Kurze Zusammenfassung der wesentlichen Punkte:

  • Kernproblem: Anwendung der Rückzugsfiktion einer Berufung wegen fehlender Mitwirkung des Beschwerdeführers.
  • Rechtliche Grundlage: Das Bundesgericht stützte sich nicht primär auf das unentschuldigte Fernbleiben allein (Art. 407 Abs. 1 lit. a StPO), da die Verteidigung anwesend war, sondern auf die erweiterte bundesgerichtliche Rechtsprechung zur konkludenten Rückzugsfiktion.
  • Zentrales Argument: Im Rechtsmittelverfahren muss der Wille zur gerichtlichen Überprüfung fortlaufend gegeben sein.
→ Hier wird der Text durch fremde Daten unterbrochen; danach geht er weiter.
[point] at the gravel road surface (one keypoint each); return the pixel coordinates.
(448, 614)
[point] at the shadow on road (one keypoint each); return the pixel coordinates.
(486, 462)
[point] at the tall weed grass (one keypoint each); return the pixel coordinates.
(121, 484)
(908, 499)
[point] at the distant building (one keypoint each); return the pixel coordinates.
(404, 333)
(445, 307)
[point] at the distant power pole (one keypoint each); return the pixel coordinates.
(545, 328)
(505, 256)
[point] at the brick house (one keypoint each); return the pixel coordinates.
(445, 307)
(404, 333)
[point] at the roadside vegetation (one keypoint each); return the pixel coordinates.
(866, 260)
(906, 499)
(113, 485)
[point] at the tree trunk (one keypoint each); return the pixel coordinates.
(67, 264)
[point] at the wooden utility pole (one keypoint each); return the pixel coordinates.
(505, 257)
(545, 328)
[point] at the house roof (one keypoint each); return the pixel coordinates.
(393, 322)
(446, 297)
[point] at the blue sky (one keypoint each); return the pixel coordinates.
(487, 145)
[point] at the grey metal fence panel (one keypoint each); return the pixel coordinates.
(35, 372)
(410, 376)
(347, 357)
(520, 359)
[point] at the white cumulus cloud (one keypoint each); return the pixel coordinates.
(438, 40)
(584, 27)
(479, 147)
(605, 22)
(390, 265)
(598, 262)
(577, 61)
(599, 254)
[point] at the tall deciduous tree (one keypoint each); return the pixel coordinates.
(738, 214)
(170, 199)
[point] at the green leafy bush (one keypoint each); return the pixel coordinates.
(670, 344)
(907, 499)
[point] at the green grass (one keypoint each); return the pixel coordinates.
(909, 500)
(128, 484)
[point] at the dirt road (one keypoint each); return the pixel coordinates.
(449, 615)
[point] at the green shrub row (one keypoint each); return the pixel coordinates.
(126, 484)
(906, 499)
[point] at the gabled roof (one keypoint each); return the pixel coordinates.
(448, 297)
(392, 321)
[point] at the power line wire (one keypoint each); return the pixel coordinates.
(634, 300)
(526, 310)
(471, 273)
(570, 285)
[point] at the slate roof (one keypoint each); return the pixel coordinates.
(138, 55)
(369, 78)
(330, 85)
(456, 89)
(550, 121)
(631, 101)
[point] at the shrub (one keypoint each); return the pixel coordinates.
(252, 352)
Eine beschuldigte Person kann nicht gleichzeitig ein Verfahren verlangen und die Mitwirkung daran verweigern. Ein solches widersprüchliches Verhalten, das gegen Treu und Glauben verstösst, verdient keinen Rechtsschutz.
  • Sachverhaltliche Basis: Die Vorinstanz stellte willkürfrei fest, dass der Beschwerdeführer trotz Kenntnis des Verfahrens und der Vorladung über Monate hinweg jeglichen Kontakt zu seiner Verteidigung verweigerte und sich somit desinteressiert zeigte.
  • Zustellung: Die Vorladung an die vom Beschwerdeführer selbst angegebene c/o-Adresse bei der Berufsbeistandschaft war korrekt.
  • Faires Verfahren: Die verfassungs- und völkerrechtlichen Garantien eines fairen Verfahrens wurden nicht verletzt, da der Beschwerdeführer die Möglichkeit zur Teilnahme hatte, aber freiwillig (konkludent) darauf verzichtete.
  • Entscheid: Die Beschwerde wurde abgewiesen, der Beschluss des Obergerichts bestätigt.